Pure Gold for the Sunday School
Hymnal owned by the Charles Ingalls family. — Webster, 1882
The music of the Sunday School is now acknowledged to be an important factor in that grand educational force which is levering up the rising generation to a plane of personal morality and Christian enlightenment… We commend to our Sunday Schools everywhere this collection of “Pure Gold.” – Contributors to Pure Gold for the Sunday School.
In a letter dated August 5, 1940, Carrie Ingalls Swanzey wrote to her sister, Laura Ingalls Wilder:
…I believe we sang the same pieces (hymns) in Sunday-school that were used in church, it has been later years when they got to thinking the old hymns were too slow and solemn for the younger generation. Now there is No. 8, 13, 18, 25, 42, 74. I remember all those and a few more… of course they were all written before 1871; they must have been picked for the best and more modern, though of course they did not say “modern” then.

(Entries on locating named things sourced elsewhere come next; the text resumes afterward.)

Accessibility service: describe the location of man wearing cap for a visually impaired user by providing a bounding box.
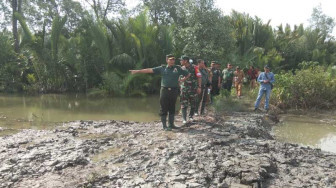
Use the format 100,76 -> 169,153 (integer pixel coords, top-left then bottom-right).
130,54 -> 190,130
254,65 -> 275,112
210,61 -> 221,102
180,56 -> 202,124
222,63 -> 233,93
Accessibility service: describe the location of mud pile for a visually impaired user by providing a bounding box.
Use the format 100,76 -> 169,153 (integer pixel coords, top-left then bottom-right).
0,113 -> 336,188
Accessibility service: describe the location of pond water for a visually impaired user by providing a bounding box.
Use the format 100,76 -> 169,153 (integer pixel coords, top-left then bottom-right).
0,95 -> 159,131
273,113 -> 336,153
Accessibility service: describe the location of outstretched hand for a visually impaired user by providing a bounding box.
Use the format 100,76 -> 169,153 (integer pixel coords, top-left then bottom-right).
129,70 -> 138,74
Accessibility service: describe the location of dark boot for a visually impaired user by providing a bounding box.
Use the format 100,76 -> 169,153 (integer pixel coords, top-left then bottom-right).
168,114 -> 177,129
161,115 -> 167,130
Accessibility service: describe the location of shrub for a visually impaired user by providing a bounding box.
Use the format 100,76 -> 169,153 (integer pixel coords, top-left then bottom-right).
271,66 -> 336,109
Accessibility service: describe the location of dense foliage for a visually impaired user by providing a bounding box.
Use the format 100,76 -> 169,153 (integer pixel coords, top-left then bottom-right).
0,0 -> 336,107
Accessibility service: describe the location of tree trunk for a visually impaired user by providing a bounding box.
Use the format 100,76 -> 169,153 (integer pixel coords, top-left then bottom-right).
12,0 -> 20,53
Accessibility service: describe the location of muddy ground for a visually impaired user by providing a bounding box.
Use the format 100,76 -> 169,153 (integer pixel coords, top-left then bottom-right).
0,113 -> 336,188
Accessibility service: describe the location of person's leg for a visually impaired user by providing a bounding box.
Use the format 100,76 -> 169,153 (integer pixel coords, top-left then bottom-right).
200,87 -> 208,115
238,83 -> 243,97
254,88 -> 265,110
235,82 -> 239,97
168,89 -> 178,128
227,80 -> 232,95
180,91 -> 188,121
265,89 -> 272,111
195,87 -> 204,115
159,88 -> 169,129
189,93 -> 197,120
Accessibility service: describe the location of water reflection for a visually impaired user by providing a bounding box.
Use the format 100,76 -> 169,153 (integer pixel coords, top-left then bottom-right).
273,114 -> 336,153
0,95 -> 159,129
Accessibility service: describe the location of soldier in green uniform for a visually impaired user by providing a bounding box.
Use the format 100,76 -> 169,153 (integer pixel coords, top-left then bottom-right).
210,61 -> 222,103
196,59 -> 211,115
130,54 -> 190,130
222,63 -> 234,93
180,56 -> 202,124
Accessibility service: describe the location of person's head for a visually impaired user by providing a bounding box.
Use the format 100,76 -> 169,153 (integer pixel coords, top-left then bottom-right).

The numbers above refer to hymns in the Ingallses’ copy of Pure Gold for the Sunday School, by Reverend Robert Lowry and W. Howard Doane, published in 1871 by Biglow & Main in New York. Laura Ingalls Wilder mentioned some of the hymns from this book in the De Smet Little House books. See my Prairie Song Companion for more information about these LH songs and others.
The Ingallses’ copy of Pure Gold, signed by Laura, R.A. Boast, and Charles Ingalls, is in the Keystone Historical Museum, 410 3rd Street, Keystone, South Dakota 57751.